Why does Wireshark make multiple passes during dissection?

When a capture file is read in, Wireshark processes every packet. Whether the protocol tree is constructed or not depends on the version of Wireshark and on whether the protocol tree happens to be required for some reason when reading in the capture. Whether that's the case depends on a number of things, which I don't happen to know of offhand; no dissector or user should make assumptions about whether the protocol tree will be constructed on the first pass, as that's subject to change from release to release without notice.

The packets whose summaries are on the screen will probably be redissected to generate some of the columns, such as the Info column; scrolling the packet list will probably cause the packets that appear on the screen to be redissected. Currently, the value of the column will be saved after it's created the first time, so they won't be redissected merely to generate those columns, but that is also subject to change in the future.

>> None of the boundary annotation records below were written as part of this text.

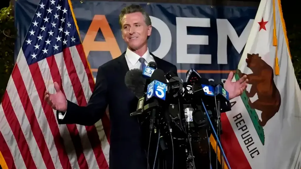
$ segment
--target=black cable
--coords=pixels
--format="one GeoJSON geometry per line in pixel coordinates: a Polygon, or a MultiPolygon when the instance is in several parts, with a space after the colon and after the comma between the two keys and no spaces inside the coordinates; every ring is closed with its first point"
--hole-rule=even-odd
{"type": "Polygon", "coordinates": [[[179,126],[179,125],[178,125],[178,124],[177,124],[177,123],[175,122],[175,120],[173,119],[173,118],[172,118],[172,115],[169,115],[170,116],[170,118],[171,118],[172,121],[175,124],[175,125],[177,126],[177,127],[179,128],[179,129],[180,130],[182,131],[182,129],[179,126]]]}
{"type": "Polygon", "coordinates": [[[191,141],[190,141],[190,138],[189,138],[188,135],[187,135],[187,137],[188,138],[188,141],[189,141],[189,143],[190,145],[190,149],[191,150],[191,155],[192,156],[192,164],[193,164],[193,168],[195,169],[195,164],[194,163],[194,156],[193,156],[193,153],[192,152],[192,146],[191,144],[191,141]]]}
{"type": "Polygon", "coordinates": [[[155,164],[156,164],[156,160],[157,158],[157,154],[158,153],[158,149],[159,147],[159,141],[160,140],[160,129],[159,129],[159,134],[158,136],[158,143],[157,143],[157,149],[156,150],[156,155],[155,155],[155,160],[154,161],[154,166],[153,169],[155,169],[155,164]]]}
{"type": "Polygon", "coordinates": [[[171,145],[172,147],[172,169],[173,169],[173,163],[175,160],[175,152],[174,151],[173,149],[173,141],[172,141],[172,136],[171,135],[171,132],[170,132],[170,138],[171,139],[171,145]]]}
{"type": "Polygon", "coordinates": [[[186,131],[184,130],[184,128],[183,128],[183,125],[182,124],[182,119],[181,118],[181,108],[180,107],[180,98],[178,99],[178,105],[179,107],[179,118],[180,119],[180,124],[181,126],[181,128],[182,128],[182,130],[184,131],[184,132],[187,134],[186,133],[186,131]]]}
{"type": "Polygon", "coordinates": [[[150,169],[150,165],[148,163],[148,154],[150,151],[150,137],[151,137],[151,132],[150,133],[150,140],[148,142],[148,148],[147,149],[147,169],[150,169]]]}
{"type": "Polygon", "coordinates": [[[210,148],[210,140],[208,137],[208,132],[207,131],[207,129],[206,129],[206,134],[207,134],[207,138],[208,139],[208,146],[209,146],[209,161],[210,164],[209,168],[210,169],[212,169],[211,166],[211,150],[210,148]]]}
{"type": "MultiPolygon", "coordinates": [[[[217,110],[217,104],[216,103],[216,96],[215,94],[214,94],[214,101],[215,102],[215,109],[216,109],[216,116],[217,116],[217,126],[216,127],[216,131],[218,132],[218,132],[217,137],[219,137],[219,136],[218,136],[218,131],[219,130],[219,114],[218,114],[218,111],[219,111],[219,110],[217,110]]],[[[214,130],[214,128],[213,128],[212,129],[213,130],[214,130]]],[[[218,145],[217,145],[217,139],[219,139],[218,138],[216,138],[216,168],[217,168],[217,161],[218,161],[218,158],[217,158],[217,152],[218,152],[218,145]]],[[[221,163],[221,164],[222,163],[221,163]]]]}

If you then click on a packet, the packet is redissected, in order to generate the protocol tree; saving dissected protocol trees for all packets would consume a huge amount of memory. This is not a "pass", as there is no guarantee that the redissections will happen in sequential order.

Various operations, such as calculating various statistics, filtering the display, printing the packets, etc. will cause the packets to be redissected to generate the columns or the protocol tree.

Changing protocol preferences will also cause a complete redissection, as changing them could change the way the packets are dissected.

Each dissection is supposed to accomplish as much as is necessary and as little as is possible. :-) I.e., it needs to generate something, even if it's internal state required to dissect later packets or even the current packet if it's revisited. However, the less it generates, the less time it takes, so we try not to generate stuff we don't need.